The authors concluded that the tested supportive intervention did not improve patients’ QoL outcomes directly after CHT (T3), but was associated with significant QoL improvements when considering the change from baseline to the time point T4, which could be assessed 6 months after patients’ completion of CHT. This delayed effect may have resulted due to a strengthening of patients’ self-management competencies.

A prospective, pragmatic, bicentric, randomized controlled trial! Doesn’t this sound rigorous? In fact, this term merely hides a trial that was destined to generate a positive result. As it followed the infamous A+B versus B design, it hardly had a chance to not come out positive.

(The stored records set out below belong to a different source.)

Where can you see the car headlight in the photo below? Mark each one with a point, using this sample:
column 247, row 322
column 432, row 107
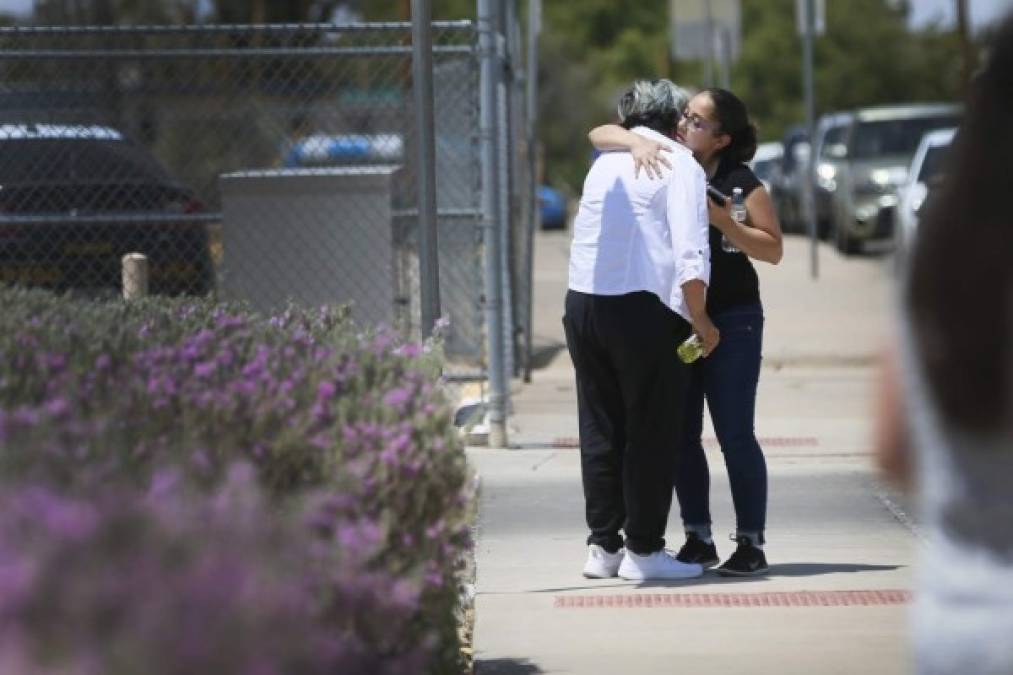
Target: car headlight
column 866, row 212
column 826, row 176
column 888, row 178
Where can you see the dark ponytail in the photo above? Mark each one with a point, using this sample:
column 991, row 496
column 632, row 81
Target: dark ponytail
column 734, row 121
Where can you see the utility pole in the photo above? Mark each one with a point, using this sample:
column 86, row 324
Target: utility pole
column 808, row 183
column 966, row 49
column 421, row 83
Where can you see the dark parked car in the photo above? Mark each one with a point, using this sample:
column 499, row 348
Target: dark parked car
column 75, row 199
column 867, row 162
column 787, row 180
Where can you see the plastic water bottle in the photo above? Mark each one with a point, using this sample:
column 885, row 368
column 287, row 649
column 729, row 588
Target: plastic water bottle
column 737, row 215
column 690, row 350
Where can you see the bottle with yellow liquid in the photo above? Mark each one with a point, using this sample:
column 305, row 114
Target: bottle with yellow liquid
column 691, row 349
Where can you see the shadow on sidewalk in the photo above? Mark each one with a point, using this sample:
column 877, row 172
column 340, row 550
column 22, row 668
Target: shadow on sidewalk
column 543, row 355
column 507, row 667
column 815, row 569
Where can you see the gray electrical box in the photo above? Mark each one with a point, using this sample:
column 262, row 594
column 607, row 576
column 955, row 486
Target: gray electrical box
column 313, row 236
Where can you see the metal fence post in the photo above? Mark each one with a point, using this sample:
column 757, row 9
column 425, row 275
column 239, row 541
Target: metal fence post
column 429, row 260
column 490, row 220
column 504, row 155
column 534, row 28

The only thing I find amazing is that the short-term results failed to be statistically significant. Far too many SCAM researchers, it seems to me, view science as a tool for promoting their dubious ideas.

The use of SCAM with the aim of improving QoL might be helpful. But this assumption cannot be accepted on the basis of opinion; we need good science to find out which forms of SCAM are worth employing. Sadly, studies like the above are not in this category.

If you ask me, it is high time that this misleading nonsensical and unethical pseudo-research stops!